JAKARTA (POSBERITAKOTA) – Sikap profesionalisme Mahkamah Konstitusi (MK) dalam menangani perkara, dipertanyakan dan sekaligus diragukan oleh kuasa hukum dari Pro Kader Lintas Mahasiswa Indonesia (PROKLAMASI), Sunandiantoro SH MH.
Penyebabnya, terkait pengajuan permohonan uji materi UU PEMILU Pasal 12 huruf (l), Pasal 93 huruf (m) serta pasal penjelasannya yang dianggap bertentangan dengan UUD 1945 hingga saat ini masih saja belum ada kepastian kapan bakal digelarnya sidang perdana.
Ditegaskan Sunandiantoro bahwa sesuai dengan PMK No. 2 Tahun 2021 Pasal 17 ayat (1), pasal (3) dan pasal (20), seharusnya dalam waktu 3 hari kerja sejak permohonan diregistrasi kemudian dapat diinformasikan jadwal persidangannya.
Ketidakprofesionalan MK tersebut, menurut dia lagi, dibuktikan dengan tidak adanya pemberitahuan dari Panitera bahwa permohonan a quo tercatat dalam Buku Registrasi Perkara Konstitusi Elektronik (e-BRPK). Termasuk tidak adanya pemberitahuan Akta Registrasi Perkara Konstitusi (ARPK) serta tidak adanya pemberitahuan penetapan hari sidang pertama terhadap Permohonan No.128-1/PUU/PAN.MK/AP3.
“Padahal, sebelumnya kami telah mengajukan permohonan ke Mahkamah Konstitusi tanggal 21 September 2023 dengan bukti tanda terima No. 128-1/PUU/PAN.MK/AP3 terkait penambahan Tugas KPU dan Bawaslu. Dalam hal ini, kami sangat kecewa dan menyesalkan tindakan MK, karena hingga saat ini permohonan kami belum ditindaklanjuti. Karena itu, kami meyakini permohonannya sedang dihambat. Kami pun mempertanyakan sikap profesionalisme MK,” kata Sunandiantoro kepada media di Kantor Mahkamah Konstitusi, Jakarta, Senin (2/10/2023).

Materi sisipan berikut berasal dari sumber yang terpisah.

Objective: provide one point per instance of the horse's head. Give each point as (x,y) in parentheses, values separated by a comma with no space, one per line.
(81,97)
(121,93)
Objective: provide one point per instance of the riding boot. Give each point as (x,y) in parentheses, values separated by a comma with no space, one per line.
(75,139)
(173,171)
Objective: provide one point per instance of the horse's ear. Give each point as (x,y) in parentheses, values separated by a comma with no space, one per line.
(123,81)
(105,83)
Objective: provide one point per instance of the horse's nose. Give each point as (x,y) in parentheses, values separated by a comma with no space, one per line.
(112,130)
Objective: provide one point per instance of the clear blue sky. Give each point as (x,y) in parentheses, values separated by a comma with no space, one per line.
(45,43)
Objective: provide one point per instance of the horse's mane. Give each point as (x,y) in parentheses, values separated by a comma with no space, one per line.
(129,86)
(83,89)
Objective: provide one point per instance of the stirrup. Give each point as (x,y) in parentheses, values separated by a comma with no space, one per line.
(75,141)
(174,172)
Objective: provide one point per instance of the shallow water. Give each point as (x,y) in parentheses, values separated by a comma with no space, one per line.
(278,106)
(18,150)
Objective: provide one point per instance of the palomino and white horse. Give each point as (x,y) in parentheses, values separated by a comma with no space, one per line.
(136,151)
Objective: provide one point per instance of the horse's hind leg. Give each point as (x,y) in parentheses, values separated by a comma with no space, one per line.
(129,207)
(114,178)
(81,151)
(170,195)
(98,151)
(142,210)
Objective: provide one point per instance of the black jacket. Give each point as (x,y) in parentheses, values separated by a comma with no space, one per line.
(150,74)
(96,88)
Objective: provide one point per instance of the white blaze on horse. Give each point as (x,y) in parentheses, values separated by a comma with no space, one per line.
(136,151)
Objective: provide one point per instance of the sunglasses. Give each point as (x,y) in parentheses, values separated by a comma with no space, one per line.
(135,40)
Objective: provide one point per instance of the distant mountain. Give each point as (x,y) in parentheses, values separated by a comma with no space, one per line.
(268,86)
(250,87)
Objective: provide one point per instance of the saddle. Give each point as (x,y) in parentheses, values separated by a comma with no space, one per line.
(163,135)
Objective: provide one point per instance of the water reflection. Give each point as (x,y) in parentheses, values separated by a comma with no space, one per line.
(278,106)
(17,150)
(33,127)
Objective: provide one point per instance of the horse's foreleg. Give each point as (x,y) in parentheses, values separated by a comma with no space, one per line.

Sedangkan soal pemimpin penambahan tugas KPU dan Bawaslu yang dimaksud, kata Sunandiantoro, yaitu melakukan verifikasi Capres dan Cawapres yang harus dilakukan oleh KPU bersama Bawaslu untuk melaksanakan penelitian khusus tentang rekam jejak pasangan calon yang telah terdaftar dan terverifikasi di KPU.

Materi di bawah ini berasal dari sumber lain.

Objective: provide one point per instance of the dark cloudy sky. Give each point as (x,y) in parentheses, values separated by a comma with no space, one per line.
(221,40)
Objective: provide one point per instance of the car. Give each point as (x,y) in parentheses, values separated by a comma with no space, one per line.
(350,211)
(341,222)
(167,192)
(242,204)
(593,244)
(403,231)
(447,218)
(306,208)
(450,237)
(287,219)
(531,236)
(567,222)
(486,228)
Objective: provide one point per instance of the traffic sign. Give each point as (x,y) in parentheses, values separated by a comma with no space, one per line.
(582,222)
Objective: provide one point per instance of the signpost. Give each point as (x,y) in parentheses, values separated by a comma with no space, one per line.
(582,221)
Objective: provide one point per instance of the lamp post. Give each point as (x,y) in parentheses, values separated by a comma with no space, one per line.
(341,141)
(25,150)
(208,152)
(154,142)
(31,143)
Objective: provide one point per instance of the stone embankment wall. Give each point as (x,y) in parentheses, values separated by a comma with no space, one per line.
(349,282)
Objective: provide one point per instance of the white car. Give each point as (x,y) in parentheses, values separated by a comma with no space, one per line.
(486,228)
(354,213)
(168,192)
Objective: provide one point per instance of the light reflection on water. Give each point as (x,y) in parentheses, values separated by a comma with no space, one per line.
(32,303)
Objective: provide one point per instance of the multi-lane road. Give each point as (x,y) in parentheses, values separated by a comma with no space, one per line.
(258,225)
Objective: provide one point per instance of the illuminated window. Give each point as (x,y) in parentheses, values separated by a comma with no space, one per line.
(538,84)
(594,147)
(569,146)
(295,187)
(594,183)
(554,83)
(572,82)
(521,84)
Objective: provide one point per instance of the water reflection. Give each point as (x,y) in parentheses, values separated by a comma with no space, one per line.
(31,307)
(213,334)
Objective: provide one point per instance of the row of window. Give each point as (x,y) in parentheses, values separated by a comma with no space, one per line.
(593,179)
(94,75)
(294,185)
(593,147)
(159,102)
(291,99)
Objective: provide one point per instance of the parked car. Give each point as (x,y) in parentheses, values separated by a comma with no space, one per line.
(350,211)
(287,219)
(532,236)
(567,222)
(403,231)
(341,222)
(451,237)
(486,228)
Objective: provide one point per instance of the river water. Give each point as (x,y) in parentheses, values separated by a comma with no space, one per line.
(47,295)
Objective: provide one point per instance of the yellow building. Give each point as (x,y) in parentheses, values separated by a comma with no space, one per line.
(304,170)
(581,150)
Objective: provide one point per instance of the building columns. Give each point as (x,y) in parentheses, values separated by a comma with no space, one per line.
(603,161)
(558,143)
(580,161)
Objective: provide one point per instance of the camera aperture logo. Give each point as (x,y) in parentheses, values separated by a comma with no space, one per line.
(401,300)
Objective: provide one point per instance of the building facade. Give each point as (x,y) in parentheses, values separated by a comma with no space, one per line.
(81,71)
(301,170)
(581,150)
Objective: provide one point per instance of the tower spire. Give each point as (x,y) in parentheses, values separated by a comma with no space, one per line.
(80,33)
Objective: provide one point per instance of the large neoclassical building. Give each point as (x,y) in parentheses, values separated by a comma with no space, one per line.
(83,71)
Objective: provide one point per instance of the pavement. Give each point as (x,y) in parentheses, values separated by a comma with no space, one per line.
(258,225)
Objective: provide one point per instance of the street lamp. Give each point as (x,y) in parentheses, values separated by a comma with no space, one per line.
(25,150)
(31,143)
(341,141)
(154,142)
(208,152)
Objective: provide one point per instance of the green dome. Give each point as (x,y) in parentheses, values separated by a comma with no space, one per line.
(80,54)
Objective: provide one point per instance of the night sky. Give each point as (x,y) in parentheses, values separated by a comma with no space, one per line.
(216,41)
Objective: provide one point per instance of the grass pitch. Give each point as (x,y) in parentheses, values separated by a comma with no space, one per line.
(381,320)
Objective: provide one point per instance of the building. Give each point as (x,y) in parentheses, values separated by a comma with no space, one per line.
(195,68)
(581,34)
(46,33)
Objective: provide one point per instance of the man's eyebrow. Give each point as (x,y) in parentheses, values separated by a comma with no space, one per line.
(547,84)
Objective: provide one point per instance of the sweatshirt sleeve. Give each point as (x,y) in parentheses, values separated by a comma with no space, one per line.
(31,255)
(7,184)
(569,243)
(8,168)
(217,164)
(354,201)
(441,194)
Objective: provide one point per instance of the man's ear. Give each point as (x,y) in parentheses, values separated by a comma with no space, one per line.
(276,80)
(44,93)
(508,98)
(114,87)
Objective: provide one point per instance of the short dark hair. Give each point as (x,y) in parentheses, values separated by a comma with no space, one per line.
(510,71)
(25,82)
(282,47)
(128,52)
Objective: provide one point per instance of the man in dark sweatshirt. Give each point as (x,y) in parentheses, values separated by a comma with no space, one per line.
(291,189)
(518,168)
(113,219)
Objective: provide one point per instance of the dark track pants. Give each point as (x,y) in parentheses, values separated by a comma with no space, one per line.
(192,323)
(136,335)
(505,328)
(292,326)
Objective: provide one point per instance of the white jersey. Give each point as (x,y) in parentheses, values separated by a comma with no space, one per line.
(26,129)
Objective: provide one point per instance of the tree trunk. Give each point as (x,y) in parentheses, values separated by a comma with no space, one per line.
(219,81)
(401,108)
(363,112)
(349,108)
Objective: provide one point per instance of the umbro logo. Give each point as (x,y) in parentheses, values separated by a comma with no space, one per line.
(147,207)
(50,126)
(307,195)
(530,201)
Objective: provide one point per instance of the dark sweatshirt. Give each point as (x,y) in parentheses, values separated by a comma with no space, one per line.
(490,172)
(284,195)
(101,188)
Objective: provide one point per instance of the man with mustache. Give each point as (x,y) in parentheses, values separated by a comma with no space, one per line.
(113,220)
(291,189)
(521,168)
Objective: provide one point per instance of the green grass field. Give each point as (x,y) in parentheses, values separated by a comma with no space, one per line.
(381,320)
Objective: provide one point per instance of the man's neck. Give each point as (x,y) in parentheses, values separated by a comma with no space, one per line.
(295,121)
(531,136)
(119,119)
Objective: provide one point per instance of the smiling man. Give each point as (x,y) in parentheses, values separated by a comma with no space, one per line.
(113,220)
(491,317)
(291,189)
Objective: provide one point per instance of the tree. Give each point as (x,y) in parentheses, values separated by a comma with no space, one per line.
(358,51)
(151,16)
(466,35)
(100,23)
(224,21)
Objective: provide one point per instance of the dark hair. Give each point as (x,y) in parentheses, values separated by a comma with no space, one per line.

Antara lain meliputi rekam medis kesehatan fisik, mental dan psikologi, rekam jejak tindak pidana korupsi, pencucian uang, pelanggaran HAM, penculikan aktivis, penghilangan orang secara paksa, tindak pidana berat lainnya dan rekam jejak karir pekerjaan dan prestasinya. Selanjutnya, mengumumkan hasil penelitian tersebut kepada masyarakat paling lambat pada hari terakhir masa kampanye pasangan calon.
Sunandiantoro juga berharap terhadap lembaga/pihak terkait seperti PPATK, KPK dan KOMNASHAM dapat memberikan data dan informasi dimaksud kepada KPU dan Bawaslu untuk selanjutnya dapat disampaikan secara terbuka kepada Masyarakat.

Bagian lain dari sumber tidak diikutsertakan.